Overnight, Netanyahu indicated he supported the annexation of all 30% of the West Bank allowed under Trump’s plan, when he addressing a Christians United for Israel virtual conference. Trump’s plan provided Israel with defensible borders “including the strategic Jordan Valley,” the prime minister said.
With only two days left to go until July 1, the earliest date by which Netanyahu can apply sovereignty, no final decisions have been made with regard to the sovereignty map.
Any conversations about a partial annexation plan, which could include settlement blocs, have not necessarily included settler leaders.
“No one has spoken to us or shown us maps” for a partial annexation plan, Ma’aleh Adumim Mayor Benny Kashriel told The Jerusalem Post.
The question of when and how to apply sovereignty changes from minute to minute, he said.
His city of 38,000 people is located just five kilometers outside of Jerusalem, in the direction of the Jordan Valley and the Dead Sea.
When Israel speaks of retaining high Jewish-population areas of the West Bank, his settlement bloc is often one of the premier locations that come to mind.
Yet with all of the reports circulating about such a possibility, no one has picked up the phone to discuss this with him.
Kashriel's city has always enjoyed wide Israeli “consensus” and even international consensus when it comes to its future inclusion in Israel’s final borders.
FORMER PRIME minister Yitzhak Rabin spoke of the importance of placing Ma’aleh Adumim within Israel’s sovereign borders, Kashriel said.

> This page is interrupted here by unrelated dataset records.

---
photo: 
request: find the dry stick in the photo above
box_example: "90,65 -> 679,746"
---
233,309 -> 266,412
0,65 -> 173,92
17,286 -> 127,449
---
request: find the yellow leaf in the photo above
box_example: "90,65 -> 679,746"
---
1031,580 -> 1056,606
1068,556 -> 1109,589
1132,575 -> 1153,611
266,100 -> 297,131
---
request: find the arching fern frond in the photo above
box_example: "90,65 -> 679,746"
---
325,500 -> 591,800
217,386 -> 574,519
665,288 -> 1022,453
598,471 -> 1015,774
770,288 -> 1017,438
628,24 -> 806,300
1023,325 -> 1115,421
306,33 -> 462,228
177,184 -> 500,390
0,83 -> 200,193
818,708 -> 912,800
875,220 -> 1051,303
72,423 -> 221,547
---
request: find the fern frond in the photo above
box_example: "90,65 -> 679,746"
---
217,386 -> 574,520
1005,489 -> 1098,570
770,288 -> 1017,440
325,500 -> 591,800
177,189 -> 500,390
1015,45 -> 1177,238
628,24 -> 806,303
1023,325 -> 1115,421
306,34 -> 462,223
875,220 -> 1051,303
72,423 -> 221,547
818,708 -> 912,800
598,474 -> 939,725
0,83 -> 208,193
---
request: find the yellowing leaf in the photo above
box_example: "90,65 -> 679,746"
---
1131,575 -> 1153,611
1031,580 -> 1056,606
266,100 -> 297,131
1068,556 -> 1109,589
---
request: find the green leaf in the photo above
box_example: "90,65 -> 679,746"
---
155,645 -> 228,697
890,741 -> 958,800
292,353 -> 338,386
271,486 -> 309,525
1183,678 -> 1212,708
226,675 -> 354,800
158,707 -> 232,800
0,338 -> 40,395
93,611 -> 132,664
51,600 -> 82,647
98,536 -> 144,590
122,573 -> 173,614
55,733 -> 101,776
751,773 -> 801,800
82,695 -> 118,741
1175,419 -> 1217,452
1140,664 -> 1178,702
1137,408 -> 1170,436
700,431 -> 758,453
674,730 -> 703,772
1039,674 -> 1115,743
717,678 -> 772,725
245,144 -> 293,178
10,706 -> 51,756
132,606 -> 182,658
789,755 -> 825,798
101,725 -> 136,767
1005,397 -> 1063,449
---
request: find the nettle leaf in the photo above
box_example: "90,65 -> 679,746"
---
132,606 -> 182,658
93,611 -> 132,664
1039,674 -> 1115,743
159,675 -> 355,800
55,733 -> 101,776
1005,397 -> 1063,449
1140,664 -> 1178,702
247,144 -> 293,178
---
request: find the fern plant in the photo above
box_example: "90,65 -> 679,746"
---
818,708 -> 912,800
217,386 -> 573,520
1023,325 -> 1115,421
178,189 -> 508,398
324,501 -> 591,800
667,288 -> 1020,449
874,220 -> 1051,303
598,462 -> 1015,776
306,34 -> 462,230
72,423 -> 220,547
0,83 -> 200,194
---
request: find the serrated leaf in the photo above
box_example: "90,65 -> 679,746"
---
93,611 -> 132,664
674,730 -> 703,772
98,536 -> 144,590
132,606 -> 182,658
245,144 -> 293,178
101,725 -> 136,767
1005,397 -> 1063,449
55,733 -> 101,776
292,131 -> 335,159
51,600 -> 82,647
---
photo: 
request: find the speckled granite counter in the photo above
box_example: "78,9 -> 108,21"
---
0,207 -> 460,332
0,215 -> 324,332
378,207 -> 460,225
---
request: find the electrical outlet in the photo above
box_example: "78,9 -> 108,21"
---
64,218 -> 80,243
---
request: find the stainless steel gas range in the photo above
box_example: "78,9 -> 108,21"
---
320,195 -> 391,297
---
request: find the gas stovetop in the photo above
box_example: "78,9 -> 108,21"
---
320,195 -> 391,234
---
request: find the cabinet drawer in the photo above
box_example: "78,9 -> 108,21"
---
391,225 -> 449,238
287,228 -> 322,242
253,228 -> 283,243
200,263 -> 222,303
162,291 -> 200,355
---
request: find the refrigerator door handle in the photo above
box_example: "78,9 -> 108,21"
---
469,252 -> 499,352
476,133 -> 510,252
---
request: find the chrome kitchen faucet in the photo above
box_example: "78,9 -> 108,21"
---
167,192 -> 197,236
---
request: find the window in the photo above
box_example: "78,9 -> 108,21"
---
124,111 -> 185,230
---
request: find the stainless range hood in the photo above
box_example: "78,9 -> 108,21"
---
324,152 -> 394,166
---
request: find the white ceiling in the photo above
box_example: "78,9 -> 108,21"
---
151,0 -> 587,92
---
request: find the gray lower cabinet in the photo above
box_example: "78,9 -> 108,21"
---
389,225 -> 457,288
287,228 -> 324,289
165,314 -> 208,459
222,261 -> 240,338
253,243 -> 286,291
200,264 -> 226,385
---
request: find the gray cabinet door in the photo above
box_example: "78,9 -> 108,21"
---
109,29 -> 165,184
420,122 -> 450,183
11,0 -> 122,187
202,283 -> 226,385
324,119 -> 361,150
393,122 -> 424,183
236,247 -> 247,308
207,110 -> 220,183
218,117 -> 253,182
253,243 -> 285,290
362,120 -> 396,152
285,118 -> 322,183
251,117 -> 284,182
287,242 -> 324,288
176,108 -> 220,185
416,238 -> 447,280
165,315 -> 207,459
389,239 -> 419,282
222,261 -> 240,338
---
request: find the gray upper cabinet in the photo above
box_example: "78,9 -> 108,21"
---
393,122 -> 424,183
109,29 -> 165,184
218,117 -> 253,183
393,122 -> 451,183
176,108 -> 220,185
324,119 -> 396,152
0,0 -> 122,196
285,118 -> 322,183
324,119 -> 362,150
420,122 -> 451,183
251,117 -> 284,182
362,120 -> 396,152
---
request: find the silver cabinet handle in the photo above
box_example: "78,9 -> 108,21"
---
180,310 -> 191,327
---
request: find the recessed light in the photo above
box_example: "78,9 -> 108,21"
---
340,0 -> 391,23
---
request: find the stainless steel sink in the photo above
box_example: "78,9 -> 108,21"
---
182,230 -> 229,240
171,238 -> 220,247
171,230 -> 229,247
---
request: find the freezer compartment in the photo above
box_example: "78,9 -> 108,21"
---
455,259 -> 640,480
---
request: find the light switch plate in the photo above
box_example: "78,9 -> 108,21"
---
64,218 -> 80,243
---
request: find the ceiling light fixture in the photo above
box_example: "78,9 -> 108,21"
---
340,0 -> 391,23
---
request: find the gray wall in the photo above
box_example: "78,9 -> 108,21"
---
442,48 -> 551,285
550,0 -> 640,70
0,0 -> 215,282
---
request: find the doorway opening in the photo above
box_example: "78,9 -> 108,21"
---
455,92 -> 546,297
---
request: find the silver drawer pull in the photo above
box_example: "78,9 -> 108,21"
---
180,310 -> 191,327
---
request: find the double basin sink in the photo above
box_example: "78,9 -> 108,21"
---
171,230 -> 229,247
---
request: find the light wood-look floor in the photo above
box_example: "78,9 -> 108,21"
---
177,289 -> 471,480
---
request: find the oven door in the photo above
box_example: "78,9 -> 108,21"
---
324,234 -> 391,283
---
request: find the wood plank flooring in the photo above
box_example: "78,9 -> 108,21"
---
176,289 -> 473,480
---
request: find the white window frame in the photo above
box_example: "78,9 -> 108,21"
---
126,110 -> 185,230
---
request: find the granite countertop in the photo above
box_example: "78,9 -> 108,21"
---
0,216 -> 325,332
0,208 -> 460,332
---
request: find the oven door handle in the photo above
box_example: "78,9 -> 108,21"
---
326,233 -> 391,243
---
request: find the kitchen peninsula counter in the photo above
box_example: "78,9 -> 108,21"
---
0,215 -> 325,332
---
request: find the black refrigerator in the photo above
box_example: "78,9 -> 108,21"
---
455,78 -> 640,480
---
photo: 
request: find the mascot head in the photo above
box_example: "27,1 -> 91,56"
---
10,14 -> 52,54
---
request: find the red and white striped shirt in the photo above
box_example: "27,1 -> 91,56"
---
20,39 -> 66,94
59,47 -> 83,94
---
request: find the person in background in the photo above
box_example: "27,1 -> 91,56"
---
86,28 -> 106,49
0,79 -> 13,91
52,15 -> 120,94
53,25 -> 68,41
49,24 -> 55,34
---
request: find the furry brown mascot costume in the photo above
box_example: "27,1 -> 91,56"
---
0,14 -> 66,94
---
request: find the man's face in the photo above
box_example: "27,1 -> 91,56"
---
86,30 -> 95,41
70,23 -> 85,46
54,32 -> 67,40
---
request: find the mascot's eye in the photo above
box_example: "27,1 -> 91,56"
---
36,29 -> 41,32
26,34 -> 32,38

That was followed by former prime minister Ariel Sharon, who spoke of Ma’aleh Adumim as a bloc that should be within sovereign Israel.
He noted that even the grassroots 2003 Geneva Initiative, which was signed by PLO Executive Committee member Yasser Abed Rabo and former Israeli justice minister Yossi Beilin, placed Ma’aleh Adumim within Israel’s sovereign borders in its map for a two-state resolution of the conflict. That placement excluded the unbuilt E1 section.
Both Netanyahu and Alternate Prime Minister Benny Gantz met Wednesday with US special envoy Avi Berkowitz as well as member of the joint Israeli-US mapping committee Scott Leith, who is typically stationed in Washington, to discuss sovereignty plans. Gantz favors a phased annexation.
Samaria Regional Council head Yossi Dagan invited Berkowitz to visit his are of the West Bank before sealing its fate by signing off on details of US President Donald Trump’s peace plan.
Dagan supports sovereignty, but not according to the dictates of the Trump plan.
He offered to show Berkowitz the Har Bracha and Elon Moreh settlements, Joseph’s Tomb, Mount Gerizim and Joshua’s altar on Mount Ebal, as well as the view from the Yitzhar settlement, where one can see the Hermon mountains that border Syria.
In a letter he wrote to Berkowitz, Dagan described how in the Bible, God came down to view the Tower of Babel before determining its fate, suggesting that the US envoy do likewise.
"Israel has the right to determine its own sovereign borders, but at the same time, it is important to underscore the significance of the US role in the process," Dagan wrote.
“We respect US President Donald Trump, who has been the best president for Israel and who, as you know, greatly loves Israel," he wrote.
As a representative of Israel’s great friend and ally, which is now in the process of determining its position on the matter of sovereignty, it is important that “you come and see the region,” Dagan told Berkowitz in his letter.